PROVIDENCE, R.I. (WPRI) — The R.I. Board of Elections plans to start releasing mail ballot results on a rolling basis at 11 p.m. on election night, a change in policy made in light of the enormous rise in voting by mail due to the pandemic.

The elections board voted unanimously to make the change at a meeting Monday afternoon.

Bob Rapoza, executive director of the Board of Elections, said more than 126,000 mail ballots have been returned so far out of roughly 175,000 requested. An additional 71,000 early votes have been cast as of Monday afternoon, according to the secretary of state’s office.

The first tranche of counted mail ballots will be released online at 11 p.m. on election night, Rapoza said, after the board has posted polling place votes and in-person early votes.

That first release will include all the mail ballots tabulated by that time, he said. It will not include any ballots that were dropped off on Election Day in more than 400 drop boxes across the state, since those will not yet have made it over to the Board of Elections headquarters in Cranston.

The following day — Wednesday, Nov. 4 — the board will do a second release of mail ballot results.

A third release will happen once all mail ballots are counted, Rapoza said. Since voters are given seven days to fix any deficiencies in their mail ballot (such as a signature issue), there will be a fourth release of any remaining mail ballot results the week after the election, he said.

The Board of Elections had previously waited until all mail ballots were tabulated before releasing the results all at once, often multiple days after the election. Mail ballots rarely impacted the outcome of a race pre-pandemic unless it was very close, since the vast majority of voters were casting ballots in person.
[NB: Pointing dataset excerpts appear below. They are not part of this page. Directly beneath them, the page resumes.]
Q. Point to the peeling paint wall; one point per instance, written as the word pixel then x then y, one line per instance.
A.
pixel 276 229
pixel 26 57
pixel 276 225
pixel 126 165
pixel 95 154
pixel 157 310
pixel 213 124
A notable exception was the 2016 General Assembly race between Democratic House Speaker Nicholas Mattiello and Republican Steve Frias, where Mattiello won by just 85 votes, only after the mail ballots were counted days after the election.

But the counting of mail ballots has become ever more crucial to the outcome of the election this year because so many people chose to vote by mail as a safer option than going to the polls. A court case earlier this year also led to the removal of a prior requirement to get two witnesses or a notary sign a mail ballot, which made it easier to vote from home.

For Rhode Island’s presidential primary in June, the mail ballot results were not released until three days after the election. In the statewide primary in September, the mail ballot results were released two days after the election.

Rapoza said last week the board is planning to first release election night results from the in-person polling places, which transmit unofficial results from their ballot machines to the elections board when the polls close at 8 p.m.

Then, Rapoza said, the machines that have been counting early in-person ballots cast at city and town halls will transmit their results to the Board of Elections, to be posted online around 10 p.m. (These will be referred to as “emergency ballots” on the website.)

Rhode Island voters can continue to cast their ballots early at their town or city halls until Nov. 2, or can vote in person at their assigned polling places on Nov. 3.

Mail ballots must be received by 8 p.m. on Nov. 3 to be counted. The Postal Service has said to give at a least a week for the ballots to be mailed, so state elections officials recommend voters drop them off in ballot boxes across the state to be sure they are received in time for Election Day.

Ballot boxes are currently located outside the Board of Elections’ headquarters in Cranston and at city and town halls in almost every municipality, other than in Central Falls and East Greenwich where they were placed at the police station. On Election Day there will also be drop boxes for mail ballots at every polling place that is open.